Beginner's Mind

 

Zen Mind, Beginner’s Mind is one of my favorite books. In it, Zen teacher (and perpetual student) Shunryu Suzuki discusses “shoshin”…literally “beginner’s mind” or having an attitude of “not knowing”…an openness to myriad possibilities and lacking any sense of preconceived notions about a particular subject…or about life. I often think about what it means to be a student and how scary, exhilarating, and ultimately life-affirming it can be to embrace the experience of being a student.

Shunryu Suzuki

Shunryu Suzuki

ShunryuSuzukiZenMind.jpg

In over 35 years of teaching, I can honestly count on two hands the number of students I’ve taught who have, naturally and without being aware of it (of course) adopted a beginner’s mind, in terms of their musical studies (and, I suspect, in their broader lives…since music study is a microcosm of the greater whole and reveals who we are as people).

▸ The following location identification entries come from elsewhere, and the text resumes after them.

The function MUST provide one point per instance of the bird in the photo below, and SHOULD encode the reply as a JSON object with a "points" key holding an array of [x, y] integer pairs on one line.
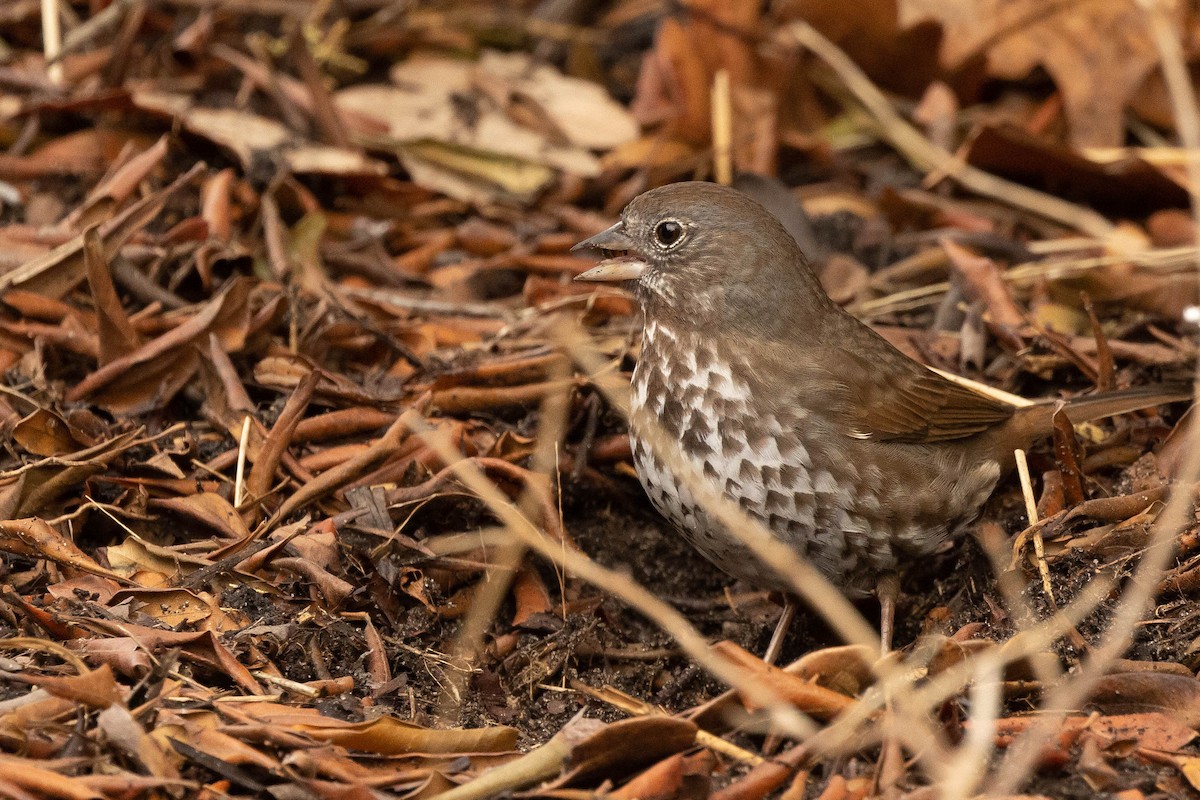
{"points": [[858, 457]]}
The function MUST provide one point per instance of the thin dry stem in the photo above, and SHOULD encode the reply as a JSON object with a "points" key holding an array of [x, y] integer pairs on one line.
{"points": [[927, 156]]}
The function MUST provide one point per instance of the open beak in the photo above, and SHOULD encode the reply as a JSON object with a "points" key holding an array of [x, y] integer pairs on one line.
{"points": [[617, 269]]}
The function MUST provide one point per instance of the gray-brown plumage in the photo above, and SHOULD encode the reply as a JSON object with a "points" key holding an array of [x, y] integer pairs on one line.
{"points": [[846, 449]]}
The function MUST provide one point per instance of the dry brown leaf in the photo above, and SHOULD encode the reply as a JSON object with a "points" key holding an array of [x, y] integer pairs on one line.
{"points": [[1097, 52]]}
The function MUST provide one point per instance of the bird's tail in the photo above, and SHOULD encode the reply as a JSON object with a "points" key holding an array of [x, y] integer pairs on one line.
{"points": [[1097, 407]]}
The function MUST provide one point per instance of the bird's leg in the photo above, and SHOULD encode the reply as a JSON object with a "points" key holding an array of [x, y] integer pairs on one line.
{"points": [[785, 621], [889, 767], [887, 590]]}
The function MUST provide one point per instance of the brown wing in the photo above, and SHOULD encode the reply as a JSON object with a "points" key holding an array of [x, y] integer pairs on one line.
{"points": [[869, 390], [919, 405]]}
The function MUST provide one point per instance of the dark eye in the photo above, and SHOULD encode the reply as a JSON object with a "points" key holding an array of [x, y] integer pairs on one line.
{"points": [[667, 233]]}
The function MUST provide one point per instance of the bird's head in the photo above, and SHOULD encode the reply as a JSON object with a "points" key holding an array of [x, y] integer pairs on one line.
{"points": [[703, 252]]}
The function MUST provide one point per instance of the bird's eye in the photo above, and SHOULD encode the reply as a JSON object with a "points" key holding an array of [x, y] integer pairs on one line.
{"points": [[667, 233]]}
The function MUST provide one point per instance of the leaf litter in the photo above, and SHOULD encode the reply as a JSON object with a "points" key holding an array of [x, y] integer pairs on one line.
{"points": [[262, 264]]}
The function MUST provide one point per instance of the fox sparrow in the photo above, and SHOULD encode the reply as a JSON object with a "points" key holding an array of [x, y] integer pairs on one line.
{"points": [[847, 450]]}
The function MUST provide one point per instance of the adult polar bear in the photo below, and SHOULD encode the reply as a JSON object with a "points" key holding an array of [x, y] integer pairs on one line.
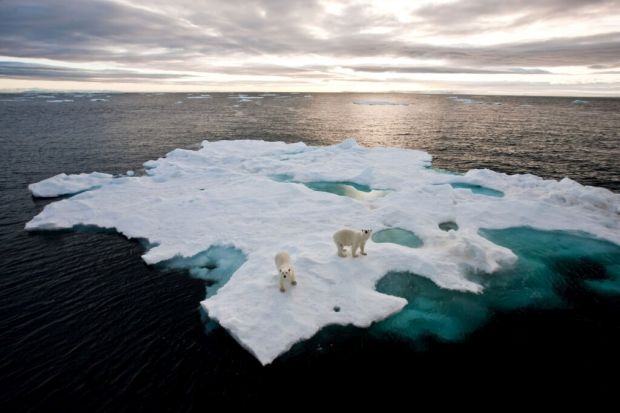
{"points": [[354, 239]]}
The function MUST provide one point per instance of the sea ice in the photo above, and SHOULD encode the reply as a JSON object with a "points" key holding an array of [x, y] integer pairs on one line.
{"points": [[63, 184], [225, 202], [380, 102]]}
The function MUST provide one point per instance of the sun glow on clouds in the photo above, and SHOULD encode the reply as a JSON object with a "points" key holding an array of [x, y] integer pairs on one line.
{"points": [[479, 46]]}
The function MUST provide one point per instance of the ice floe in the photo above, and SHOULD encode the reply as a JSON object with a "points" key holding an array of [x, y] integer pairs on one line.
{"points": [[372, 102]]}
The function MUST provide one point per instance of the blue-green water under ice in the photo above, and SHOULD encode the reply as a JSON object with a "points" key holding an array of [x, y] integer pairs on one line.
{"points": [[398, 236], [448, 226], [478, 189], [342, 188], [552, 267], [215, 265]]}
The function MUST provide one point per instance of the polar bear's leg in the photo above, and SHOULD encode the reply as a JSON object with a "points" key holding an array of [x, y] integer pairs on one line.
{"points": [[341, 251]]}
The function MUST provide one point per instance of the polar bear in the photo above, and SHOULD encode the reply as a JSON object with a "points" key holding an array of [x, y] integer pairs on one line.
{"points": [[285, 268], [356, 239]]}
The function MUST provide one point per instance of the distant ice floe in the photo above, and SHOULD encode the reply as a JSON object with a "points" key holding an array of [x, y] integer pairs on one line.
{"points": [[467, 101], [234, 204], [63, 184], [373, 102]]}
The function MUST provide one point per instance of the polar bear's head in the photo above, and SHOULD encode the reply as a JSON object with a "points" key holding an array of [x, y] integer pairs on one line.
{"points": [[286, 272]]}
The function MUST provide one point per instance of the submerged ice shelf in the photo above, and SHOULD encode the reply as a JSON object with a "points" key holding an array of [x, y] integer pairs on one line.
{"points": [[223, 211]]}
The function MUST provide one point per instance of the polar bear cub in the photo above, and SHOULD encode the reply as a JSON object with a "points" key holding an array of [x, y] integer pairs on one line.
{"points": [[285, 268], [355, 239]]}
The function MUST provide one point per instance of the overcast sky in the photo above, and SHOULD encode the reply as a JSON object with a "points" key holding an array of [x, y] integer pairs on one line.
{"points": [[544, 47]]}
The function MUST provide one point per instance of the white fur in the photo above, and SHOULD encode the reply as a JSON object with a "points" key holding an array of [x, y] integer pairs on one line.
{"points": [[285, 269], [354, 239]]}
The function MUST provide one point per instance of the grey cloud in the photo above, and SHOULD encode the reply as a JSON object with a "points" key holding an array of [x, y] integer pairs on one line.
{"points": [[473, 15], [181, 31], [448, 70]]}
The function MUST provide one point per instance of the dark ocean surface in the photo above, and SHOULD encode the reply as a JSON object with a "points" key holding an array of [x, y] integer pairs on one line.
{"points": [[86, 326]]}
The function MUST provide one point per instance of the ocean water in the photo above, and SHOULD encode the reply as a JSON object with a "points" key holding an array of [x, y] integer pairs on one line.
{"points": [[87, 326]]}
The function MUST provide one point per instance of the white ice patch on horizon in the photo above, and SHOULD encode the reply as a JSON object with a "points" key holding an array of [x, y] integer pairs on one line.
{"points": [[224, 194], [466, 101], [372, 102]]}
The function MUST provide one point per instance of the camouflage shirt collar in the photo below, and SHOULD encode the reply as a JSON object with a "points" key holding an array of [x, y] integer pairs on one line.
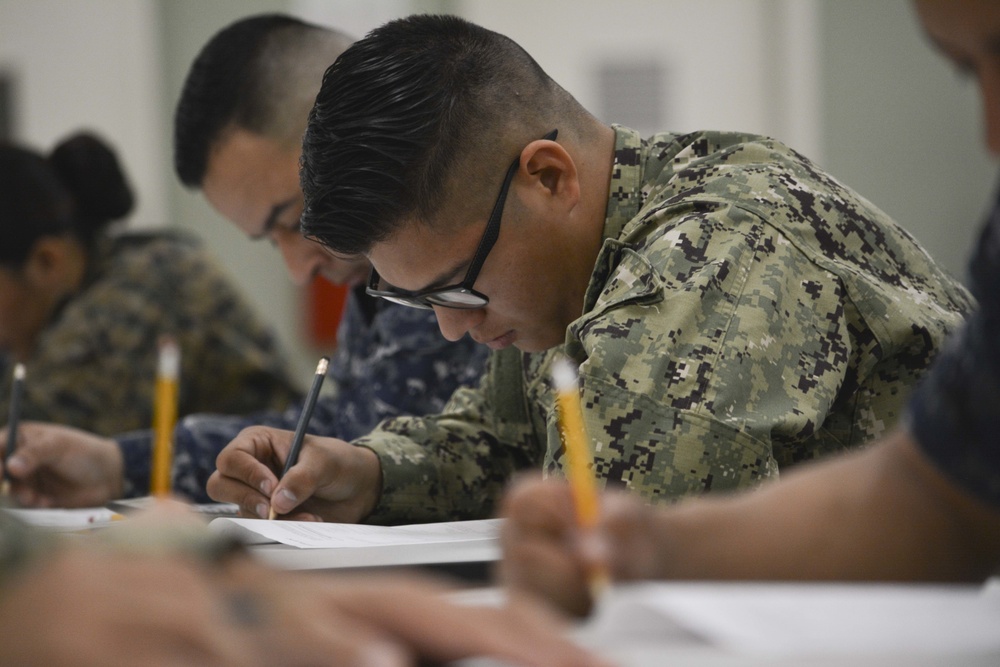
{"points": [[625, 196]]}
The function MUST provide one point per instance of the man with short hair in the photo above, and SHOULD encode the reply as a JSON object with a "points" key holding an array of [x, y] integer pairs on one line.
{"points": [[238, 129], [733, 309], [923, 503]]}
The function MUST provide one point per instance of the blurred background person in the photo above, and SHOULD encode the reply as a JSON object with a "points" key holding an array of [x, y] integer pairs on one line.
{"points": [[83, 308]]}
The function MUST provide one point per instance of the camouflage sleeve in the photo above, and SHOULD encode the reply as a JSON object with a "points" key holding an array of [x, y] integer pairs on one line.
{"points": [[400, 364], [705, 362], [455, 465]]}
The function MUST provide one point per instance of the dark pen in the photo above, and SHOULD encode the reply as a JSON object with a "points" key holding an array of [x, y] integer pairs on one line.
{"points": [[300, 429], [15, 414]]}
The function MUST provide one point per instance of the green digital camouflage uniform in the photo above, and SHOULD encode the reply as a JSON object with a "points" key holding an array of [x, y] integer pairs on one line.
{"points": [[746, 312], [95, 364]]}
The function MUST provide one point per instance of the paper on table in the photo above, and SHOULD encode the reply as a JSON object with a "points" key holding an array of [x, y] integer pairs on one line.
{"points": [[799, 619], [307, 535], [64, 519]]}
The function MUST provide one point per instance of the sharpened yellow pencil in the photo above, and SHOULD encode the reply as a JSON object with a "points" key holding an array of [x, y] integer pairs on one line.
{"points": [[579, 462], [164, 416]]}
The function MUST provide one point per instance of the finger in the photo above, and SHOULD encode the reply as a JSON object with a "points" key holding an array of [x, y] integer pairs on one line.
{"points": [[550, 571], [537, 507], [317, 467], [252, 503]]}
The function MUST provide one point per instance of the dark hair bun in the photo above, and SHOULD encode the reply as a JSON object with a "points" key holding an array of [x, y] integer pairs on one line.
{"points": [[90, 170]]}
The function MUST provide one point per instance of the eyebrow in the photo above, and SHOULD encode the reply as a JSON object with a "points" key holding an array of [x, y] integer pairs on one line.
{"points": [[448, 276], [272, 219]]}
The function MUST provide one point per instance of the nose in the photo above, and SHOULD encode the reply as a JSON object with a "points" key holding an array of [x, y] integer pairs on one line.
{"points": [[455, 323], [302, 257]]}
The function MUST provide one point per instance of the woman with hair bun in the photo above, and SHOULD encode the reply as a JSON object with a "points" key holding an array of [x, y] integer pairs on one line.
{"points": [[83, 308]]}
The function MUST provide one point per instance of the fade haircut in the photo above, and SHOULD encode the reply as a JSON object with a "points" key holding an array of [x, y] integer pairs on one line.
{"points": [[421, 110], [259, 74]]}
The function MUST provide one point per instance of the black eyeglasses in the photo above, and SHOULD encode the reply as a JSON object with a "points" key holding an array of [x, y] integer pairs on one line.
{"points": [[461, 295]]}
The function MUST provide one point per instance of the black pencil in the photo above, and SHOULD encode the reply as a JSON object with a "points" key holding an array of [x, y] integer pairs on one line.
{"points": [[17, 388], [300, 429]]}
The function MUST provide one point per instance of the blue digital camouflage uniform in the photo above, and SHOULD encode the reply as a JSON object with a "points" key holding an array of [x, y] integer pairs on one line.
{"points": [[955, 412], [94, 364], [746, 312], [390, 361]]}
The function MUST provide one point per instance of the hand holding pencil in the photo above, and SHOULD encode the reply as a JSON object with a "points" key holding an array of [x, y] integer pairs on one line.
{"points": [[304, 417]]}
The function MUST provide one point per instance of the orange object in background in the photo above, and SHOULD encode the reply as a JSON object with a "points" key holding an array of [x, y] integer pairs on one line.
{"points": [[324, 308]]}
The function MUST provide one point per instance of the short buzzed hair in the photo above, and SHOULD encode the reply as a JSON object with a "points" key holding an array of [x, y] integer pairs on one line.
{"points": [[259, 74], [418, 105]]}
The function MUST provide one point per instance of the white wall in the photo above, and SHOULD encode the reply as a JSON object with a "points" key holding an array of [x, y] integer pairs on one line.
{"points": [[850, 83], [95, 65], [727, 64]]}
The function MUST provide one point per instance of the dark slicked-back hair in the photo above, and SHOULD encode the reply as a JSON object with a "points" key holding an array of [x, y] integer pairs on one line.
{"points": [[259, 74], [78, 190], [420, 107]]}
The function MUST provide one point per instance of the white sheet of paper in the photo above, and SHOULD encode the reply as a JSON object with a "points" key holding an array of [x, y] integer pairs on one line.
{"points": [[800, 619], [307, 535], [64, 519]]}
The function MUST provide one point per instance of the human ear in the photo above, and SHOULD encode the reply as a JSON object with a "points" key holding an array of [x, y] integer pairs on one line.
{"points": [[551, 168], [47, 262]]}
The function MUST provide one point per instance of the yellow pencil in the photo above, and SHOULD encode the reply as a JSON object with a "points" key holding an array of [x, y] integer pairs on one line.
{"points": [[579, 461], [164, 416]]}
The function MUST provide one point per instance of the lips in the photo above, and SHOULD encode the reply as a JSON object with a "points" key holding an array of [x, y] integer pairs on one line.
{"points": [[500, 342]]}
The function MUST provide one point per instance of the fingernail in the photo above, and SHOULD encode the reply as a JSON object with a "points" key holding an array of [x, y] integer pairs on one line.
{"points": [[15, 464], [381, 654], [285, 501], [594, 547]]}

As a teacher, my responsibility is to meet the student where they are…and we begin, continue and renew our work constantly from that place. And those rare students who have brought that openness and willingness to entertain many possibilities in their musical work have in turn brought a special quality of beauty into this world. As Suzuki reminds us:

In the beginner’s mind there are many possibilities, but in the expert’s mind there are few.
— Shunryu Suzuki

It seems to me that the art of musical composition, too, involves at least a certain degree of beginner’s mind. Creating structure and sound, texture, thought and emotional content out of innumerable possibilities goes to the very essence of Suzuki’s teachings.

Sticking with the Zen theme, let’s perhaps consider the sublime beauty of the Shakuhachi flute, played by Hi To Mi in a composition by Horii Kajro.

 
 

Or the Native American flute, as played by Guide Joseph in the Lower Antelope Canyon of Page, Arizona.

 
 

Or the creation of a ballet score on the Billy the Kid story/legend in 1938 by Aaron Copland and performed by Erich Kunzel and the Cincinnati Pops Orchestra (this is my favorite American ballet score!).

 
 

Or perhaps French composer Claude Debussy’s prelude for piano Footprints in the Snow as played by the wonderful Arturo Benedetti Michelangeli.

 
 

Beginner’s mind. As for me, I can only hope to be half the student that I wish to be…chasing the seemingly unattainable. It’s a state which simultaneously beckons to and eludes me. It’s a way of looking at the world which constantly renews itself…and me. For that, I’m grateful.